Suzanne Prinz
Mariella Mosler
Kurzführer documenta X, 1997
Ausgangspunkt der komplizierten Bodenreliefs Mariella Moslers ist die Analyse des gegebenen Raums. Auf der Basis des Vorgefundenen entstehen auf dem Papier exakte geometrische Entwürfe, die auf den Boden übertragen und anschließend in Sand ausgeführt werden. Wichtige Voraussetzung für die Umsetzung - neben der gleichmäßigen Körnung und vollkommenen Trockenheit des industriell vorsortierten Sandes - ist die von jedem künstlerischen Autonomiestreben freie Unterordnung unter den Entwurf und die handwerkliche Präzision.
Glichen viele ihrer früheren ornamentalen Bodenarbeiten den opulenten Textilmustern orientalischer Brokate, entwickelte die Künstlerin für den Zwehrenturm, einen weitestgehend neutralen, abgeschlossenen Raum, ein klassisch anmutendes mäanderndes Flächenornament aus angeschnittenen Kreissegmenten. Theoretisch unendlich fortsetzbar, vervielfältigt und verschiebt es das optische Zentrum des Raums. Das ursprünglich sichere Raumempfinden löst sich zugunsten einer Öffnung über die existierenden architektonischen Grenzen hinaus auf.
So wichtig wie die situativ bestimmte geometrische Konstruktion ihrer Wand- und Bodenbilder ist Mariella Mosler der Entstehungsprozess ihrer Arbeiten. Der offensichtliche Arbeitsaufwand, der bis zur Fertigstellung eines ihrer Sandreliefs notwendig ist, provoziert immer wieder Kommentare zu scheinbaren „ Verschwendung von Zeit“, erzählt die Künstlerin.
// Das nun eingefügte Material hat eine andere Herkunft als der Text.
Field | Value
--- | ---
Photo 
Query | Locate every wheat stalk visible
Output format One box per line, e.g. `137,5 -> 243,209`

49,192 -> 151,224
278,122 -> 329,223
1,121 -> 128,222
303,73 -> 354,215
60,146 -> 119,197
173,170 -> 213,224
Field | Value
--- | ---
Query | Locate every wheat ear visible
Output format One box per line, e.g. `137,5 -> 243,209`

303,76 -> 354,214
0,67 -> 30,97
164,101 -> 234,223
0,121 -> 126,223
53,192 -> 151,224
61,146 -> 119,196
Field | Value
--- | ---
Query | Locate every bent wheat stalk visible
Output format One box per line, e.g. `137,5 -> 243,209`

Eine nach der Logik eines Systems, das ganz ungezwungen von „kulturellem Kapital“ spricht, folgerichtige Reaktion. Daß sich die ästhetisch so befriedigenden Arbeiten einer direkten Konsumption widersetzen, scheint als störender Widerspruch empfunden zu werden.
Um so mehr, als die romantische Vorstellung vom Künstler als Genie, das ordnend Chaos in Schönheit verwandelt, vordergründig durch die Ornamentteppiche Mariella Moslers bestätigt wird. Allein, das gewählte Material stellt diesen Anspruch sofort in Frage, denn die Ordnung kann nur in einem geschützten Raum bestehen bleiben, bedarf also des institutionellen Rahmens zur Sicherung seiner materiellen Existenz. Metapher für die paradoxe Rolle in kapitalistisch geprägten Gesellschaften, entziehen sich Moslers Entwürfe einer direkten Einspeisung in den Verwertungskreislauf der Ware „Kunst“. Der in Geld ausgedrückte Wert der Ware Arbeitskraft bleibt nicht eintauschbar.